Top Things You Should NOT Do Before Going Bankrupt
Too many bills? Too much debt? Not enough money? Most people struggle financially at some point in their lives. Uncontrolled incidents such as hospitalisation, redundancy, or even divorce, can drastically alter your financial condition. But, when there is no other way to effectively cope with your debts, some people are forced to file for bankruptcy.

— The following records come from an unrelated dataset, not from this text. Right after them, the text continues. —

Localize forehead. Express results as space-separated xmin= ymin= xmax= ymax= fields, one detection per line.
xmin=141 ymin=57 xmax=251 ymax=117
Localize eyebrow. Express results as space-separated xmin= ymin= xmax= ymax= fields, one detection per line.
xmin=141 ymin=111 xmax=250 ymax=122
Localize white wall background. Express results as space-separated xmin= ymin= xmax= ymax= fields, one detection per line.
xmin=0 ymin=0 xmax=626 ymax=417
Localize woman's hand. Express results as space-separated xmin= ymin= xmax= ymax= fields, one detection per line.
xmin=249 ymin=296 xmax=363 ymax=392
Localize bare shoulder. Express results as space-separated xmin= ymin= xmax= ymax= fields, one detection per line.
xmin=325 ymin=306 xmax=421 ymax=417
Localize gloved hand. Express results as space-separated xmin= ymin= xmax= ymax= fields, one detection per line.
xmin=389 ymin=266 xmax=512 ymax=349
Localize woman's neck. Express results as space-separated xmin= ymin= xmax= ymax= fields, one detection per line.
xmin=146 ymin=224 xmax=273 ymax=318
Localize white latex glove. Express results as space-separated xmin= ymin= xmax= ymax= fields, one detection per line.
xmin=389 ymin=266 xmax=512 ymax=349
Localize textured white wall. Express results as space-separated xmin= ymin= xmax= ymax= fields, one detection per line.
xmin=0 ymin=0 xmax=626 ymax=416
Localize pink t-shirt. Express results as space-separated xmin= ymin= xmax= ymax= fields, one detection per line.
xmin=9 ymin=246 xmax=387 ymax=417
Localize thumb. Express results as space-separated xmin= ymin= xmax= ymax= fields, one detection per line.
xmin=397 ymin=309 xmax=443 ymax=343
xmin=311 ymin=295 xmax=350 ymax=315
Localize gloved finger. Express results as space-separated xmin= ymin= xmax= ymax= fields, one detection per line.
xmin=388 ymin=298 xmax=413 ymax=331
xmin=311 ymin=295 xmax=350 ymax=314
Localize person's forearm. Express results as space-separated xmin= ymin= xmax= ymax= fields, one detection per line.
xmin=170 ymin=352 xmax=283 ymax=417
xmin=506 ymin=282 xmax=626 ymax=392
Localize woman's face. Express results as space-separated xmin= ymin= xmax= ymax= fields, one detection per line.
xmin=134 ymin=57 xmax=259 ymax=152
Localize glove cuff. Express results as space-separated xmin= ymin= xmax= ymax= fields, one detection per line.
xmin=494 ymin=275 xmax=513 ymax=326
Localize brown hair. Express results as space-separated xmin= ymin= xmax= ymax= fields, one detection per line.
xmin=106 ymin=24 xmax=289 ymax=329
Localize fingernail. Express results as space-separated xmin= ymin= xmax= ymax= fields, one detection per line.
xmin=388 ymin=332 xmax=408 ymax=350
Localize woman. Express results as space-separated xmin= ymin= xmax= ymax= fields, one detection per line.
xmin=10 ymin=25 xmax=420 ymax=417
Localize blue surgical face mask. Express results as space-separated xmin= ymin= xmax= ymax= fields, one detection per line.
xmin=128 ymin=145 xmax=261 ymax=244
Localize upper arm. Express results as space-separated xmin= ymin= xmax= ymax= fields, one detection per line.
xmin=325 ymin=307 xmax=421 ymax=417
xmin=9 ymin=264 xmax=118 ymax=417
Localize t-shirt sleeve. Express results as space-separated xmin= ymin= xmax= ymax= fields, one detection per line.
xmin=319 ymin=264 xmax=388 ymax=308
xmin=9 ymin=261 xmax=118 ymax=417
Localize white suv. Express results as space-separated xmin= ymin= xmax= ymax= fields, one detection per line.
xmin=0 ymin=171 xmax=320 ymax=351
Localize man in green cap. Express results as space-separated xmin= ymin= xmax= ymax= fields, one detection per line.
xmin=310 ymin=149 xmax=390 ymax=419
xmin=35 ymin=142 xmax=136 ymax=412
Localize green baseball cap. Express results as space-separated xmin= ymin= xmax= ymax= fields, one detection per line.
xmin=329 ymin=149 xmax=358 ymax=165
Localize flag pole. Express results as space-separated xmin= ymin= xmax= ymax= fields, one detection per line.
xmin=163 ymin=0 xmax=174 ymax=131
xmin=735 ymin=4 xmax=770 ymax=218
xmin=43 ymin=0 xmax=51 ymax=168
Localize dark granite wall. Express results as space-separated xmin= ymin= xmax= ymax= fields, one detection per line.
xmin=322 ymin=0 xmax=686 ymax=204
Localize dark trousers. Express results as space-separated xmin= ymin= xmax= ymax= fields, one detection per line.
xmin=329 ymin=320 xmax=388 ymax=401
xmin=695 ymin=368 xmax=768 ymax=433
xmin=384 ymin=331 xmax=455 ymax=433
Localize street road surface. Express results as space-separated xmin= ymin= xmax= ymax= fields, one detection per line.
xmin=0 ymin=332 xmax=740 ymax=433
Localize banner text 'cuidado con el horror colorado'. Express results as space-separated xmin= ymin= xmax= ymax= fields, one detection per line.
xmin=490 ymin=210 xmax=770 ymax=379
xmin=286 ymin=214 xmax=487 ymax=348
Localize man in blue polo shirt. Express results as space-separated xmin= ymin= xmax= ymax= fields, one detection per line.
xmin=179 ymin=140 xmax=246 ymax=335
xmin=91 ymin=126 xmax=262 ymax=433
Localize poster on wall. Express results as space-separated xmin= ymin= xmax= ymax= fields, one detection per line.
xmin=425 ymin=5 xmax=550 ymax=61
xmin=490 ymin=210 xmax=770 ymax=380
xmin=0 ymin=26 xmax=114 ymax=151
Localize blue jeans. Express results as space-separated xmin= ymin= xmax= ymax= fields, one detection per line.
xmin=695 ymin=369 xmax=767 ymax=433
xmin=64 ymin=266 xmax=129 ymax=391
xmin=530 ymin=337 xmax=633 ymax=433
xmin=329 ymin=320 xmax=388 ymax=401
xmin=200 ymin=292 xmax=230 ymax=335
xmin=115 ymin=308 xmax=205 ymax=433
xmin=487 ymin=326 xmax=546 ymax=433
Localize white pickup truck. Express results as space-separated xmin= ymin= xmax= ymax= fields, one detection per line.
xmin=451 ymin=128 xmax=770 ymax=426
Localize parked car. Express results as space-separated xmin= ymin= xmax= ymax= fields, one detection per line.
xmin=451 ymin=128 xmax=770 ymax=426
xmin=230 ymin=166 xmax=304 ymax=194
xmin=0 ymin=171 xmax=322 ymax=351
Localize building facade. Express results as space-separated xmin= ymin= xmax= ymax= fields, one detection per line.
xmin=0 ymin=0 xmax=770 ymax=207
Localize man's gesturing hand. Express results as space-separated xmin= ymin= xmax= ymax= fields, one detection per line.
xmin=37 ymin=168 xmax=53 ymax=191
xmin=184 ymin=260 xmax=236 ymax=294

Going bankrupt is never easy. It’s complicated, traumatic, and emotional. As a result, lots of people dig themselves a deeper hole before even filing for personal bankruptcy. It is imperative that you seek professional advice relating to your bankruptcy options. There are a number of financial decisions that should be avoided at all costs to avoid ruining your bankruptcy case. This article will offer some tips on things you should never do before going bankrupt.
Using Credit Cards
The very first thing you should do when you are facing financial dilemmas is to cease using your credit cards. While it is tempting to make smaller purchases like meals and fuel, the reality is that credit cards have outrageous fees which only get magnified when you are incapable to make repayments. Along with this, making substantial purchases with the knowledge that you will soon be going bankrupt is deemed fraud. Obviously, small purchases are fine, but if you purposely max out your credit cards before filing for bankruptcy, creditors will investigate and you will wind up in a significantly worse position.
Repay Favoured Creditors
When you have uncontrolled debt, do not repay any creditors before you file for bankruptcy. While it may sound practical to settle as much debt as possible, the reality is that it can land you in a great deal of trouble! If one creditor is treated favourably over another, it is called ‘preferential transfer’ and will attract lawsuits which will inevitably postpone your bankruptcy filing and discharge. Every creditor holds the same weight under Australian Law, so if you completely repay one over another, the bankruptcy trustee will sue the creditor in what’s called a clawback lawsuit. This is done to recover the money that was paid to the favoured creditor to ensure that it can be spread equally between all creditors.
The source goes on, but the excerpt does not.